Igor Lavrov, MD, PhD
Asst. Professor, Department of Neurology & Department of Biomedical Engineering, Mayo Clinic
Implementing Principles of Neuroanatomy, Neuroontogenesis, and Neuroplasticity in Integrative Therapies for Spinal Cord Injury
This talk will cover recent results highlighting the critical interplay between therapeutic approaches in enhancing functional recovery following spinal cord injury. We will evaluate the current state of neuromodulation and regenerative technologies and the potential to reestablish the required levels of anatomical and functional re-connectivity and network excitability to enable sensorimotor signaling via residual or regenerated connectivity. We will discuss findings on the effect of combined neuromodulation and regenerative therapies after spinal cord injury and will evaluate the potential of their integration to repair neuronal circuitry and regain function. We will further discuss the role of combined therapeutic technologies in engaging the components of neural circuits and will evaluate the main principles of integrating neuromodulation, neuroregeneration, and other merging therapies in developing effective treatment for spinal cord injury.
Igor Lavrov, MD, PhD, was trained in medicine (neurology) and neuroscience. After completing Postdoctoral Research Fellowships at the University of Louisville and at the University of California Los Angeles, he worked as a researcher at UCLA and later as an Assistant Professor at the Mayo Clinic.
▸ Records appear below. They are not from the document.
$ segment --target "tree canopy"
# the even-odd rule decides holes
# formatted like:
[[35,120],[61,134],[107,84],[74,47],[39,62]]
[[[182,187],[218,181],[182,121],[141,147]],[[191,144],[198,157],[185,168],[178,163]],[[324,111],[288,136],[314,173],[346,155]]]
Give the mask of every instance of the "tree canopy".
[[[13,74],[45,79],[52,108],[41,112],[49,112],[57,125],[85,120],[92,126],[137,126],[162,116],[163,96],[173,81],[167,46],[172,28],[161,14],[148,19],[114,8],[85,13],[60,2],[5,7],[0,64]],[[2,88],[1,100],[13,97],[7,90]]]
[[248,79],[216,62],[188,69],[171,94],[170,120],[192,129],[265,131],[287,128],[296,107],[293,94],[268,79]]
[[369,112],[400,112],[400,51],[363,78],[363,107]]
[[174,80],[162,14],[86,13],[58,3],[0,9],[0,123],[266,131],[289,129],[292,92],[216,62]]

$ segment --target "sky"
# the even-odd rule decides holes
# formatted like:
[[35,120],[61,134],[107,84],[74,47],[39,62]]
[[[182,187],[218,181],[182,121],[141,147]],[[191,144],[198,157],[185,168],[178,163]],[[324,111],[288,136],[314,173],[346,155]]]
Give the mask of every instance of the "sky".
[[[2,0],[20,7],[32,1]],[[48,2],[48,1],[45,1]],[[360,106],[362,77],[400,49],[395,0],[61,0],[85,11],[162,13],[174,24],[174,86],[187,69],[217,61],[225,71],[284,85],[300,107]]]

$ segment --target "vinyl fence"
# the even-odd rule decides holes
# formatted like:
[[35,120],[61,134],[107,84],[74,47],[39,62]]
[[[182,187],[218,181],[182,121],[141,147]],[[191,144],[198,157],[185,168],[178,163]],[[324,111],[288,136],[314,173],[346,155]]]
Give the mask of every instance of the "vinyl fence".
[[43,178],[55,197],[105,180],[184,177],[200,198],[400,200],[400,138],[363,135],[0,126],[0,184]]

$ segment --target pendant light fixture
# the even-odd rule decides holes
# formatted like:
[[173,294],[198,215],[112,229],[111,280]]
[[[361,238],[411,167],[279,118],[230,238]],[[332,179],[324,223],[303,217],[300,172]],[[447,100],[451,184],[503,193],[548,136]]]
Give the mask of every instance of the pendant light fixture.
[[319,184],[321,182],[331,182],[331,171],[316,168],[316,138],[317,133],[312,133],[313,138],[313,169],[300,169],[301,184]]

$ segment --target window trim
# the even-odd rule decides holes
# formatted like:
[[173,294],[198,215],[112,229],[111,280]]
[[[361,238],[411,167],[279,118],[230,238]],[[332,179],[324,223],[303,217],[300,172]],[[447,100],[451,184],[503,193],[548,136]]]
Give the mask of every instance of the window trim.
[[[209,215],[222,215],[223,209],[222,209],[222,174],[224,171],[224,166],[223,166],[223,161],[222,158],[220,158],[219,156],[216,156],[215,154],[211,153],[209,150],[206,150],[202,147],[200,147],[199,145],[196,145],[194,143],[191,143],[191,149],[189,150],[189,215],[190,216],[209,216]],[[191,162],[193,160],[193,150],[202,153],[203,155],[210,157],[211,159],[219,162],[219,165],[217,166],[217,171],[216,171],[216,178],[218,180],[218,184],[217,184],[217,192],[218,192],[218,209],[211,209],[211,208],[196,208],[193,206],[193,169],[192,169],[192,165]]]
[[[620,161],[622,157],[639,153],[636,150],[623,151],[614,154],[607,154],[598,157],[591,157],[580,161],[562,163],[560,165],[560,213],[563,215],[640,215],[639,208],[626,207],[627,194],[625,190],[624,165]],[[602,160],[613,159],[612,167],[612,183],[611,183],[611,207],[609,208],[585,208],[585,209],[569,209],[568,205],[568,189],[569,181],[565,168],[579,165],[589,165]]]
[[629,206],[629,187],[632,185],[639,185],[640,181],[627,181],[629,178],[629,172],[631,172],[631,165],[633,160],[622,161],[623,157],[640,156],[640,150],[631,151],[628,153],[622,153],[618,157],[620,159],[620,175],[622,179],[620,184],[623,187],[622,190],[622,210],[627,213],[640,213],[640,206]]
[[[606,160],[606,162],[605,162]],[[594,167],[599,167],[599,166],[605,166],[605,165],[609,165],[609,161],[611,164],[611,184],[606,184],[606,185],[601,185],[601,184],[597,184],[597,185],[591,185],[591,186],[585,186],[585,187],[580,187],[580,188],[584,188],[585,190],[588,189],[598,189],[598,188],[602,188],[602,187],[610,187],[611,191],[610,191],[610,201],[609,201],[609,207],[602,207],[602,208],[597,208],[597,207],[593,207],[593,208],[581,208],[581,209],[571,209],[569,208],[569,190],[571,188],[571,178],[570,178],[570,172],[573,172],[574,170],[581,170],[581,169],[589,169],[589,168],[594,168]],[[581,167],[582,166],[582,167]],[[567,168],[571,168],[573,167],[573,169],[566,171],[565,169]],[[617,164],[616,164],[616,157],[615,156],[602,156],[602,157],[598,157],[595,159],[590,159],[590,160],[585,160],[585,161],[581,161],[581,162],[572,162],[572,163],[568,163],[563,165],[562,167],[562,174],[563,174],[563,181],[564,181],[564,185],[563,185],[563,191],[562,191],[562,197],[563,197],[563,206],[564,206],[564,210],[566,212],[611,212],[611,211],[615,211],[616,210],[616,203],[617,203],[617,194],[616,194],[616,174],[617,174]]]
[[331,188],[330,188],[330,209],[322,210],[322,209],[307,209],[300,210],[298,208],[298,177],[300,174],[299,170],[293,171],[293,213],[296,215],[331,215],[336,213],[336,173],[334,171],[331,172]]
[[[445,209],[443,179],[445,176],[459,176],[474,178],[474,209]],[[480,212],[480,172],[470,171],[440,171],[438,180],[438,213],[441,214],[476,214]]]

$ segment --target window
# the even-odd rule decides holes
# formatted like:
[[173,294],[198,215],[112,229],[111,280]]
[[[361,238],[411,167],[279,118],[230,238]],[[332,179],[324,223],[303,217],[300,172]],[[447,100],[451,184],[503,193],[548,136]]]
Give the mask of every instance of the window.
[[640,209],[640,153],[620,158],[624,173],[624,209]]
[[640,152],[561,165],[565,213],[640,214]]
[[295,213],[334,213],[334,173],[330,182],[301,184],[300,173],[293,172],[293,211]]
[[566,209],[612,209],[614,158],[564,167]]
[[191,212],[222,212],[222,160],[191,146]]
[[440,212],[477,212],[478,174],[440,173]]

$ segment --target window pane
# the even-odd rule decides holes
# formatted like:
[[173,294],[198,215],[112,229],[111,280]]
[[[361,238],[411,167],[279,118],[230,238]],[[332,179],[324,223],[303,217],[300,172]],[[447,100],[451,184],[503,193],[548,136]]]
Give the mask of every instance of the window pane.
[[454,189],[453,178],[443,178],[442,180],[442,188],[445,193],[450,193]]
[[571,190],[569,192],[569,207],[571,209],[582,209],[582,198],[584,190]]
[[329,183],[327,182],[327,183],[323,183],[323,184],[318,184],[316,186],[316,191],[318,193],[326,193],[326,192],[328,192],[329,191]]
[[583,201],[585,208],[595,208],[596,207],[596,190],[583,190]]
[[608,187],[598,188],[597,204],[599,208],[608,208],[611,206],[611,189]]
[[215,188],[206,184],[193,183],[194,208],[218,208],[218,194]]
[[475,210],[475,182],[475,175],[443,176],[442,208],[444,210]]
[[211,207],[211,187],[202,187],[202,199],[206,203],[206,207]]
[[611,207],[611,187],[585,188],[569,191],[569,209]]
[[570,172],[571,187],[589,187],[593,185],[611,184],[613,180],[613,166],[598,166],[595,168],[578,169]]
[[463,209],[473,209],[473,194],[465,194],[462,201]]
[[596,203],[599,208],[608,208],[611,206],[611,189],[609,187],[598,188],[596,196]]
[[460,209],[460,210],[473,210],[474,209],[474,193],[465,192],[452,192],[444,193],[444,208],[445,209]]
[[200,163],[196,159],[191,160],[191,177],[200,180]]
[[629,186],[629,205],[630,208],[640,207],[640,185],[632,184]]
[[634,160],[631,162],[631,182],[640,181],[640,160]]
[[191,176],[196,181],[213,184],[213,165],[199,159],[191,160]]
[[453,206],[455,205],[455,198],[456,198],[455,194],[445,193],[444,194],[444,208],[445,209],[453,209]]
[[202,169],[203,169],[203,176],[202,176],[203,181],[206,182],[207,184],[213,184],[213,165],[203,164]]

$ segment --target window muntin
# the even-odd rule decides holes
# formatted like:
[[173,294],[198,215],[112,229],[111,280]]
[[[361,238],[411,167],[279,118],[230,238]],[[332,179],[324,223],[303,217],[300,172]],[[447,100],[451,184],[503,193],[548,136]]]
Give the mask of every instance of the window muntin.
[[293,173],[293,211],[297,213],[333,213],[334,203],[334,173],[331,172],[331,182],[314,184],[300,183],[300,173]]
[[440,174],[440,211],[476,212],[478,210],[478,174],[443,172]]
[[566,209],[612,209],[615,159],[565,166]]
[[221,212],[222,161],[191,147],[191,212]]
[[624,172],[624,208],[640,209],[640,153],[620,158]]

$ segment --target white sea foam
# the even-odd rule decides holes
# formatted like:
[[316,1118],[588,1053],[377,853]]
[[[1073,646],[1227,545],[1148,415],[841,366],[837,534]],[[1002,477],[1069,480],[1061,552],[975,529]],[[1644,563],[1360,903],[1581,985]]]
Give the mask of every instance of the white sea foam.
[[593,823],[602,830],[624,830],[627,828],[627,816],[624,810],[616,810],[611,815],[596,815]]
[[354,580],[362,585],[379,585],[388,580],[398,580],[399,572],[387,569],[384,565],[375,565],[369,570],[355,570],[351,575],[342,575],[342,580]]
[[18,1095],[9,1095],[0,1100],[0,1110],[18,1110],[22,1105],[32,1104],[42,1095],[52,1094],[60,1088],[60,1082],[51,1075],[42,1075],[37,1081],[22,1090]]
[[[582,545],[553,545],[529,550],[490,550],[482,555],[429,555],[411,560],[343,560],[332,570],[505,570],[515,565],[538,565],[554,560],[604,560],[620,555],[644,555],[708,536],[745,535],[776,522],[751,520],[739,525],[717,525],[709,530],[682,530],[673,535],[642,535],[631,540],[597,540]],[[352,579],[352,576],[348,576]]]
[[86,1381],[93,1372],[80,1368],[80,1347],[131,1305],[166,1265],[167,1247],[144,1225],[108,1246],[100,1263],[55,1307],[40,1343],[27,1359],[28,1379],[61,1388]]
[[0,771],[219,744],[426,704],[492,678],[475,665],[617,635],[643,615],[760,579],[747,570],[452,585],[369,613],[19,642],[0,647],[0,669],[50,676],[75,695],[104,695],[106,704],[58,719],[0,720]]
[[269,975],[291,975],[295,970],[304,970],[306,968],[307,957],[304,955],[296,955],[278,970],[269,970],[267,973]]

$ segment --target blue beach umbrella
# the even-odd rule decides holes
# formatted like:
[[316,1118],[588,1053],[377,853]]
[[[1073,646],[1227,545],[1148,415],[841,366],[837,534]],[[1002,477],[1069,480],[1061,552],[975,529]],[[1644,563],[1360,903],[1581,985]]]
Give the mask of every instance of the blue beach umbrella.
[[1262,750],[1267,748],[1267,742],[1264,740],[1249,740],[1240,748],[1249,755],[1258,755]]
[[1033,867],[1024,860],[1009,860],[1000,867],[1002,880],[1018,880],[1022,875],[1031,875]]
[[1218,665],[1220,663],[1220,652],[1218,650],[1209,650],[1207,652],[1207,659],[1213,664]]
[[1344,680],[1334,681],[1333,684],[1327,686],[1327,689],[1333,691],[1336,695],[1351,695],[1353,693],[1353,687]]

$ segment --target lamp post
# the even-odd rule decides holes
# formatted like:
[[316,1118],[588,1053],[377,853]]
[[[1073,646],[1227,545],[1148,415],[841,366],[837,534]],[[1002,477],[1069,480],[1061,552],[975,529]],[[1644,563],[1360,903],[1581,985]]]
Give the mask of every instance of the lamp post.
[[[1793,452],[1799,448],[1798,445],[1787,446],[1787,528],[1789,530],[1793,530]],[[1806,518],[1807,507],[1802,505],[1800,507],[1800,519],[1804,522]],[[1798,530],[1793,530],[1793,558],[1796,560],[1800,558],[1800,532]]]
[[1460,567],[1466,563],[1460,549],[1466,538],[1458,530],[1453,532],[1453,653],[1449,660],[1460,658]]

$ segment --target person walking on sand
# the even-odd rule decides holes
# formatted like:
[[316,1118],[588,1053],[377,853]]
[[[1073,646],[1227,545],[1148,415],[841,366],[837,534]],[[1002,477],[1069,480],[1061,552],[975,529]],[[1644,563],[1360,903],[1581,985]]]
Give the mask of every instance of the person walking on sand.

He also completed clinical fellowship in Deep Brain Stimulation and Clinical Neuromodulation at the Department of Neurology and Neurosurgery, Mayo Clinic. Over the course of his career, he has participated in and directed multiple research projects. He studied spinal cord neuromodulation on several animal models and in clinical trials. His current research interests are focused on neuronal circuits, their modulation, reorganization, and repair after traumatic injury, with particular focus on spinal cord stimulation and regenerative therapies. The ongoing success of these studies currently is leading to establishment of a new perspective for restoration after spinal cord injury.